Come nota anche Michel Desmurget[4], numerose linee di evidenza suggeriscono che i segnali precoci registrati dai ricercatori dell’NIH non riflettono la preparazione del movimento per sé, ma piuttosto un accumulo progressivo di attività neurale che porta, infine, all’emergere dell’intenzione cosciente di compiere il movimento.
Secondo questa interpretazione, l’esperienza cosciente di voler compiere un atto non sarebbe la conseguenza dell’inizio del movimento, come vuole il senso comune dell’ultimo quarto di secolo, ma la causa dell’avvio, come vorrebbe il buon senso se si fosse sicuri del significato dei parametri osservati. E perché si possa essere sicuri è necessario che la parola torni alla ricerca.
L’autore invita alla lettura
delle recensioni di lavori di argomento connesso che compaiono nelle “Note e
Notizie” (utilizzare il motore interno nella pagina “CERCA” del sito).
[1] G. Perrella, Intenzione, azione e coscienza: correlati neurofunzionali e illusioni interpretative.
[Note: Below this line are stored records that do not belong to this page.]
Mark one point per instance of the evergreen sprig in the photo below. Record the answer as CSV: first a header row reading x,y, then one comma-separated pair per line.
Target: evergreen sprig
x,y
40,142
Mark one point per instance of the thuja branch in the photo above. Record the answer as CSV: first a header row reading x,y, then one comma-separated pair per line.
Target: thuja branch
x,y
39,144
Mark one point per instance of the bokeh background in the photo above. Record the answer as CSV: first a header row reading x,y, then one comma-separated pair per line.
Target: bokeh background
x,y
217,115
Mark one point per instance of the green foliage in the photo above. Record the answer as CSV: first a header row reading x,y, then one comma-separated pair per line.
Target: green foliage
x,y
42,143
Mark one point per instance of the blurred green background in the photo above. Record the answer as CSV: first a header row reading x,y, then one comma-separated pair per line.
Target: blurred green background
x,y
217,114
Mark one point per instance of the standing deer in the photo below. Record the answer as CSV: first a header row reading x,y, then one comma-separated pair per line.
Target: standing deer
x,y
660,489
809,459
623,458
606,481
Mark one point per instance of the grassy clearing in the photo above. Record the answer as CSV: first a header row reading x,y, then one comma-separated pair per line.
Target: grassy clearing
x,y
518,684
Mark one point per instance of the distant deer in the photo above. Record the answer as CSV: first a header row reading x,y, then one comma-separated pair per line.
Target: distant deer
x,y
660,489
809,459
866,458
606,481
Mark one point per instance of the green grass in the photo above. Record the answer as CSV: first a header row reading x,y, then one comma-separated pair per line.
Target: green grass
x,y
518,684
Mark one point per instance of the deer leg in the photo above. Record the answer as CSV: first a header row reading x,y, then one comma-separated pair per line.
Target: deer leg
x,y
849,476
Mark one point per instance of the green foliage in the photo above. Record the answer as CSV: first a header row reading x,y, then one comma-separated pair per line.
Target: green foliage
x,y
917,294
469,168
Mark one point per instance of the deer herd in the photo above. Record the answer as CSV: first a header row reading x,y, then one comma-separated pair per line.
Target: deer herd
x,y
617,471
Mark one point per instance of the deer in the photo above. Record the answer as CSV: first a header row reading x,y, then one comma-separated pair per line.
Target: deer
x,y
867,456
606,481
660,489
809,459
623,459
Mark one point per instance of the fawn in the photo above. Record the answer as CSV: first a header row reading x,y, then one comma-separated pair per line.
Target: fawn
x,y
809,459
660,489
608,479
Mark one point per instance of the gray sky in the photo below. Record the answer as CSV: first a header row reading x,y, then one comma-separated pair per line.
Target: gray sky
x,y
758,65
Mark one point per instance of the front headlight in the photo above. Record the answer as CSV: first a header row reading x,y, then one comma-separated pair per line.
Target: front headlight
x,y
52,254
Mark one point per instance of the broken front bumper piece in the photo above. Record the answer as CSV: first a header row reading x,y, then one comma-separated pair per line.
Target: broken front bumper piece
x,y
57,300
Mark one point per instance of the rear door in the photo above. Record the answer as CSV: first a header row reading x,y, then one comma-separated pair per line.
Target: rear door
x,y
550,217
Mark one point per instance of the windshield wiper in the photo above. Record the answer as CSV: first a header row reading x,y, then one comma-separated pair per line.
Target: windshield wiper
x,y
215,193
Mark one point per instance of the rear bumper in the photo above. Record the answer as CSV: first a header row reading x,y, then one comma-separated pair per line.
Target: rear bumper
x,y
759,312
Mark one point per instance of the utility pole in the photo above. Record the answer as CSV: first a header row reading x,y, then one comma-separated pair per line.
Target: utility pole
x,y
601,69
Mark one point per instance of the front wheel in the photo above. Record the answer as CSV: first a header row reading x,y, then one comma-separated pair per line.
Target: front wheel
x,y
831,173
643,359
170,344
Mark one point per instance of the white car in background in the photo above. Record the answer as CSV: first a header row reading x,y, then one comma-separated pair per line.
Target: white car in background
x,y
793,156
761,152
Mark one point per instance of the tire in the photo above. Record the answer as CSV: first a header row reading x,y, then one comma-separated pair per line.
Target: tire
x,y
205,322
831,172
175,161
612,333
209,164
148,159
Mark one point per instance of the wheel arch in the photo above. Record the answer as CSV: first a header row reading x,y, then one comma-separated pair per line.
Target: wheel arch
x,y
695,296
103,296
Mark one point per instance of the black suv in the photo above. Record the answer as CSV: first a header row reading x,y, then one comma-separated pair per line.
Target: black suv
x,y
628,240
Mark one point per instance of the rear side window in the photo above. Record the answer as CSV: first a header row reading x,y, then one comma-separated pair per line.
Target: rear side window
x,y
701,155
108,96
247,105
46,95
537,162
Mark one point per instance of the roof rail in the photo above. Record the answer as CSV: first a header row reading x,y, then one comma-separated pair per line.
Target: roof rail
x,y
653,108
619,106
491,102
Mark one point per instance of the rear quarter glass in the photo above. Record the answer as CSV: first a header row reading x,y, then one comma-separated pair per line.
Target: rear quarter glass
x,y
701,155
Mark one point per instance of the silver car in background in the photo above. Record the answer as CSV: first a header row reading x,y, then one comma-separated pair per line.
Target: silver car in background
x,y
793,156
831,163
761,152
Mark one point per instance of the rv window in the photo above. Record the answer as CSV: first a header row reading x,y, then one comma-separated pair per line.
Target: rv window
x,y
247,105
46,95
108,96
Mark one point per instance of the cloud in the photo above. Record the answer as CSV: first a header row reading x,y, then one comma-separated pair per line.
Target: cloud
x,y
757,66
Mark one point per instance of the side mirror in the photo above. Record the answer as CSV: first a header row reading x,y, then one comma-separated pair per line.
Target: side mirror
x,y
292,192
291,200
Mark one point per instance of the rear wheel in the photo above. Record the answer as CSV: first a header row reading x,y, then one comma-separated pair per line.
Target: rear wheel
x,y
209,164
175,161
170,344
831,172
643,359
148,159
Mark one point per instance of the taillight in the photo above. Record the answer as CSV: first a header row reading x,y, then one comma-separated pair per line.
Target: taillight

BM&L-Italia, Firenze 2013 (Relazione tenuta all’incontro di venerdì 3 maggio 2013).
[2] G. Perrella, op. cit.
[3] L’ipotesi, insieme con altre possibilità, su una base esclusivamente speculativa, era stata proposta a un gruppo di lavoro nel 2003 dal presidente Perrella e condivisa da Rossi, Cardon, Richmond, Colonna e chi scrive.
[4] Si veda alle pagine 830-833 dello stesso fascicolo [25 (6)] di giugno in cui è pubblicato il lavoro.